In de jaren 1970 ontstond een nieuwe groep jagers in Afghanistan. Ze noemden zichzelf moedjahedien (soms gespeld als mujahidin), een woord dat aanvankelijk werd toegepast op Afghaanse jagers die zich verzetten tegen de duw van de Britse Raj in Afghanistan in de 19e eeuw. Maar wie waren deze 20e-eeuwse mujahideen?
Het woord "mujahideen" komt uit dezelfde Arabische wortel als heilige oorlog, wat "strijd" betekent. Een Mujahid is dus iemand die worstelt of iemand die vecht. In de context van Afghanistan in de late 20e eeuw, waren de Mujahideen islamitische strijders die hun land verdedigden tegen de Sovjet-Unie, die Afghanistan binnenvielen in 1979 en daar tien jaar lang een bloedige oorlog vochten.
De Mujahideen van Afghanistan waren buitengewoon divers, waaronder etnische Pashtuns, Oezbeken, Tadzjieken en anderen. Sommigen waren Shi'a-moslims, gesponsord door Iran, terwijl de meeste facties uit soennitische moslims bestonden. Naast de Afghaanse jagers, meldden moslims uit andere landen zich aan om lid te worden van de Mujahideen. Veel kleinere aantallen Arabieren (inclusief Osama bin Laden, 1957-2011), jagers uit Tsjetsjenië en anderen haastten zich om Afghanistan te helpen. De Sovjetunie was tenslotte officieel een atheïstische natie, niet navolging van de islam, en de Tsjetsjenen hadden hun eigen anti-Sovjetklachten.
De mujahideen ontstonden uit lokale milities, geleid door regionale krijgsheren, die onafhankelijk wapens over heel Afghanistan vochten om de Sovjet-invasie te bestrijden. De coördinatie tussen de verschillende mujahideen-facties werd ernstig beperkt door bergachtig terrein, taalverschillen en traditionele rivaliteit tussen verschillende etnische groepen.
Terwijl de Sovjetbezetting voortduurde, raakte het Afghaanse verzet steeds meer verenigd in zijn oppositie. Tegen 1985 vocht de meerderheid van de Mujahideen als onderdeel van een brede alliantie die bekend staat als de Islamitische Eenheid van Mujahideen in Afghanistan. Deze alliantie bestond uit troepen van de legers van zeven grote krijgsheren, dus het was ook bekend als de Seven Party Mujahideen Alliance of de Peshawar Seven.
De beroemdste (en waarschijnlijk meest effectieve) van de mujahideen-commandanten was Ahmed Shah Massoud (1953-2001), bekend als de "Leeuw van de Panjshir." Zijn troepen vochten onder de vlag van de Jamiat-i-Islami, een van de Peshawar Seven-facties onder leiding van Burhanuddin Rabbani, die later de 10e president van Afghanistan zou worden. Massoud was een strategisch en tactisch genie, en zijn mujahideen waren een cruciaal onderdeel van het Afghaanse verzet tegen de Sovjet-Unie in de jaren tachtig.
Om verschillende redenen steunden buitenlandse regeringen ook de Mujahideen in de oorlog tegen de Sovjets. De Verenigde Staten waren in detentie met de Sovjets verzeild, maar hun expansieve verhuizing naar Afghanistan maakte president Jimmy Carter boos, en de VS zouden geld en wapens leveren aan de Mujahideen via tussenpersonen in Pakistan voor de duur van het conflict. (De VS was nog steeds smarting van het verlies in de Vietnam-oorlog, dus het land stuurde geen gevechtstroepen.) De Volksrepubliek China steunde ook de Mujahideen, net als Saoedi-Arabië.

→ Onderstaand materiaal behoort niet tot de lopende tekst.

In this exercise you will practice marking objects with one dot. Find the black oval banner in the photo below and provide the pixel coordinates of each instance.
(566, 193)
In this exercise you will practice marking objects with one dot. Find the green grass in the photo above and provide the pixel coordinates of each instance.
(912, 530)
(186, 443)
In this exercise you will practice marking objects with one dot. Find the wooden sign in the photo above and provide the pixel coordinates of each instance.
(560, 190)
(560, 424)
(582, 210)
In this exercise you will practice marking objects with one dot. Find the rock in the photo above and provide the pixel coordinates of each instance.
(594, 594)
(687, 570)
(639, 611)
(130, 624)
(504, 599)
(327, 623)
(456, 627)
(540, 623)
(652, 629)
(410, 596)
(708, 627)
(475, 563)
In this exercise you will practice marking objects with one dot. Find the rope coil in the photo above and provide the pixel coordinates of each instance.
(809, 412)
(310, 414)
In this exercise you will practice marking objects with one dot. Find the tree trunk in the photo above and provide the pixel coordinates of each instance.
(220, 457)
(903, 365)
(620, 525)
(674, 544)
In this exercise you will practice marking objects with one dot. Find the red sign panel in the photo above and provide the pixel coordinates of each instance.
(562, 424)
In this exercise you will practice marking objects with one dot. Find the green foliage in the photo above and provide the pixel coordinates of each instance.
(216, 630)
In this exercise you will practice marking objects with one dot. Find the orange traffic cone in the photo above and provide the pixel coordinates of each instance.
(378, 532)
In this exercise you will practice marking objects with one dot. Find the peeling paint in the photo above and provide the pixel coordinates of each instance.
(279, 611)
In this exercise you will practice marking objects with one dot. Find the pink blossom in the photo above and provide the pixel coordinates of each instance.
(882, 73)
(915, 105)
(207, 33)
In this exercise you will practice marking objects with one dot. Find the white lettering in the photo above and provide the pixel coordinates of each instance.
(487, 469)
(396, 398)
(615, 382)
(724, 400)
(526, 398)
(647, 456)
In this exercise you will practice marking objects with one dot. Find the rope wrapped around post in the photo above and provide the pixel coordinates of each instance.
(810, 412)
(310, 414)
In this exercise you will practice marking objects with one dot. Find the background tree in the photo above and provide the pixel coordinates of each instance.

De Afghaanse Mujahideen verdienen het leeuwendeel van de eer voor hun overwinning op het Rode Leger. Gewapend met hun kennis van het bergachtige terrein, hun vasthoudendheid en hun pure onwil om een buitenlands leger Afghanistan te laten overstijgen, vochten kleine groepen van vaak slecht uitgeruste Mujahideen tegen een van de superkrachten ter wereld. In 1989 werden de Sovjets gedwongen zich in schande terug te trekken na 15.000 manschappen te hebben verloren.
Voor de Sovjets was het een zeer dure fout. Sommige historici noemen de kosten en onvrede over de Afghaanse oorlog als een belangrijke factor in de ineenstorting van de Sovjet-Unie enkele jaren later. Voor Afghanistan was het ook een bitterzoete overwinning; meer dan 1 miljoen Afghanen werden gedood en de oorlog bracht het land in een staat van politieke chaos waardoor de fundamentalistische Taliban uiteindelijk de macht in Kaboel overnamen.